Sensor fusion—the combining of measurement data from many sensors to drive outcomes—will be necessary, and will require synchronisation, high-power processing, and the continued evolution of the sensors themselves.
Next year the Audi A8 will be the world’s first production car to offer Level 3 autonomy - equipped with six cameras, five radar devices, one lidar device, and 12 ultrasonic sensors.
Ultimately, the goal of processing sensor data is to create a fail-safe representation of the environment surrounding the car in a way that can be fed into decision-making algorithms and that can keep costs down.
ADAS processing capabilities are based on multiple isolated control units; however, sensor fusion is driving demand, among some manufacturers, for a singular centralised processor. But that can be costly and require vast amount of processing, as a result, other manufacturers are looking at a more distributed architectural design.
Among the most significant challenges for manufacturers is choosing the right software, and testing it against an infinite number of real-world scenarios.
“All of which means a software-defined tester will be critical in keeping up with that evolution,” explains Jeff Phillips, Head of Automotive Marketing at National Instruments (NI). “The semiconductor content will only continue to increase and as the technology improves so the ability to quickly reconfigure testers will be critical. Flexibility through software will be the key.
“Increasing the efficiency in software development will be integral to the autonomous driving revolution,” says Phillips.
“To be frank, a lot is changing in the testing environment. One of the biggest challenges with ADAS is that the actual test environment has got to be able to handle a much wider array of challenges. In the past we focused on a vehicle’s physical characteristics, today we need to consider electronic measurement and the role of the software in running ECUs.”

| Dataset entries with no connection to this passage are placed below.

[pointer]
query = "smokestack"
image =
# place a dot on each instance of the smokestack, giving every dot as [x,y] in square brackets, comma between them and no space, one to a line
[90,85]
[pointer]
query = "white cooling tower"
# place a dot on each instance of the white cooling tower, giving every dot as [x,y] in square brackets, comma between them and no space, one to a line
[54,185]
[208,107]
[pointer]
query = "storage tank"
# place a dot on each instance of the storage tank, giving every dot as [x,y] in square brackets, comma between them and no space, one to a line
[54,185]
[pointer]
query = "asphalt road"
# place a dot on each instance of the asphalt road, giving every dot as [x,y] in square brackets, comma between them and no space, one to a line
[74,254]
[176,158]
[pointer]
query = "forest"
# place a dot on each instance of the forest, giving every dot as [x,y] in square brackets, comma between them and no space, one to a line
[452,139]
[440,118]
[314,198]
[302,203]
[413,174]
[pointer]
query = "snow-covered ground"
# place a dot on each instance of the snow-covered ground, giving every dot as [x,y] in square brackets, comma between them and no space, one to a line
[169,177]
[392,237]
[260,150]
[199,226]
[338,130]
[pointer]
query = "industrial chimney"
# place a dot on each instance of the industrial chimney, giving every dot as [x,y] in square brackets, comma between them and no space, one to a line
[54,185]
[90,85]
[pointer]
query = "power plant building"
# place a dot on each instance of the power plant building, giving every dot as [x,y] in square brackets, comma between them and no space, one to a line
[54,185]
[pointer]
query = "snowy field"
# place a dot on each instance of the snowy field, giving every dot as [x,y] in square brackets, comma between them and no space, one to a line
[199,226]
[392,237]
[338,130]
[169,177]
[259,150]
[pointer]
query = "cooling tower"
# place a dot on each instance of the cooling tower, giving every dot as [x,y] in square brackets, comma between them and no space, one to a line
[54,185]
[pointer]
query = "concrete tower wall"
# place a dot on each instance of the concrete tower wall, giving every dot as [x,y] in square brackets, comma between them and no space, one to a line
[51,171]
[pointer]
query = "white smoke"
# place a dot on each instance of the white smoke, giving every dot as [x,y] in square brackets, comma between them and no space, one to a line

Software testing involves a very different testing methodology, according to Phillips. “When we talk about autonomous vehicles much of the software that will run on the ECU will have been written by neural networks or other non-human systems – so the tracking of changes back to source code is more difficult, as is validating the software as it’s always updating.
“Today, we talk more about predictive rather than deterministic testing. In the past test was based on a simple ‘yes’ or ‘no’ response. ADAS is not deterministic and there’s not always going to be a clear answer, much of what we will have to do will be based on interpretation.
“As a result we’ll need more software engineers, but also full blown software architects.”
While some manufacturers favour consolidating ECU functionalities with the focus on sensor fusion, infotainment and those functions requiring less data – such as steering, air conditioning etc., others favour a more distributed architecture.
“Consolidation of the ECU can be costly and will require immense processing capabilities. There’s also a greater risk that with fewer ECUs the vehicle could be more vulnerable to hacking and security breaches.
“There are also concerns that the distributed nature of production means that there is global accessibility to data, which could leave systems vulnerable.”
One of the big issues confronting the industry is a lack of standards.
“Car companies are going in different directions,” says Phillips. “With different sensors being used, decisions are likely to vary from device to device. But I believe that when it comes to probabilistic testing we are reaching an inflection point. There will need to be mandates and agreements at government level.”
When it comes to test car manufacturers are engaging with companies like National Instruments very differently.
“They no longer simply go out and buy a tester, they engage with us to design their own tester platforms that they can own and develop. That’s a massive change. Because of the costs associated with test they are looking to build up their own tester infrastructure. They are making their own decisions and looking to the likes of NI to provide solutions.
“In truth everybody knows the general direction, but most don’t now the address. Too many are still scrambling around and there remain a lot of unknowns for engineers to address.